As a journalist, my original intention had been to write a light-hearted account of my progress. While Board certainly isn’t short on laughs, writing the book forced me to explore issues such as loss, ego, fear, honesty, fatherhood and friendship. It wasn’t always a comfortable process. I am, as the book reveals, a very average surfer terrified by many of the situations I’ve found myself in at sea. At its heart though, Board is a story of about accepting some limitations – both physical and emotional – and overcoming others.
Whilst surfing is the central theme of Board, I also incorporated the story of my return to skateboarding after a 30-year gap.

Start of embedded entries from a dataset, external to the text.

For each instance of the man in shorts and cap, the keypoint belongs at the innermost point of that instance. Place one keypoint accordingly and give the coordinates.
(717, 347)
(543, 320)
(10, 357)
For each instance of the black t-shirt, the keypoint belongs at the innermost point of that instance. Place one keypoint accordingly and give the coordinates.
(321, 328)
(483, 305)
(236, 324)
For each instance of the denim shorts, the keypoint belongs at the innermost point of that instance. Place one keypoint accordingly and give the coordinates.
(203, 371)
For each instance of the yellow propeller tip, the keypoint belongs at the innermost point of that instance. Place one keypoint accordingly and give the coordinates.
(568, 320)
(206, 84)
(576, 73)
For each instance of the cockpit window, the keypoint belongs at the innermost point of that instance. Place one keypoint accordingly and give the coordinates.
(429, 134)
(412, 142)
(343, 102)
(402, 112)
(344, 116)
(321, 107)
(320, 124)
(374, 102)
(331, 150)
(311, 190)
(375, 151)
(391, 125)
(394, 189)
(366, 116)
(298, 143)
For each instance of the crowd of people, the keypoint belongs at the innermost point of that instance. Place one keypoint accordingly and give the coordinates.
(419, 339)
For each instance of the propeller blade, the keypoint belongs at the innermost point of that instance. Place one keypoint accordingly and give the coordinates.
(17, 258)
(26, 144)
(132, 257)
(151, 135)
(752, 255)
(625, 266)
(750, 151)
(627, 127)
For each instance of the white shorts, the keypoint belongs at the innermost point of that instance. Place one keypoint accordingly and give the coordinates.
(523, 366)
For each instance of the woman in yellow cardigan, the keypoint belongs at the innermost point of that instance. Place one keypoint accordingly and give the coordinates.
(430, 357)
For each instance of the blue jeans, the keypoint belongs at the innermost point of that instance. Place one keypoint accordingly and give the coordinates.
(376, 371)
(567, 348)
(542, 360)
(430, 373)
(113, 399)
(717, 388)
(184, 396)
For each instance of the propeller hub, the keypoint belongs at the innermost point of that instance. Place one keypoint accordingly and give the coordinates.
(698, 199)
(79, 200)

My decision to turn back the clock to the 1970s would also prove remarkably life changing and, occasionally, utterly catastrophic.
Board was officially launched in the Pier Arts Centre, Orkney, on Friday 20th March, with an additional launch taking place in the George Street, Edinburgh, branch of Waterstones, on Thursday 26th March.
“Surfing’s literary canon has a welcome new addition charting the highs and lows of riding Orkney’s waves…Flanagan’s memoir offers a surf story that’s original on two levels: firstly, it puts an unexpected spin on the man-deals-with-mid-life-crisis-by-learning-to-surf cliché by having its protagonist getting to grips with the Sport of Kings in some of the most inhospitable conditions imaginable, namely the board-snapping, bone-crunching reefs of Orkney’s Bay of Skaill; and secondly, it also details the author’s parallel attempts to rekindle his childhood love of skateboarding – a passion which came to a sudden end one Sunday morning in Leith when he accidentally ploughed through a column of veterans attending a Remembrance Day service.”…Roger Cox, The Scotsman.
“This is an engaging and brilliantly written surfing and skateboarding memoir. There’s plenty of action, but it’s also packed with humour and reflection, and deserves to reach an audience way beyond enthusiasts for those two sports.”…Scotland Outdoors magazine.
“A wonderful story of hope and freedom”…Surfer Today
“Thoroughly unpretentious, Board brings a brutally honest account of what it’s like to pursue an extreme sport in middle age.”…Andrew Stewart, The Orcadian.
Work is now underway on my second book, though the title remains under wraps for now.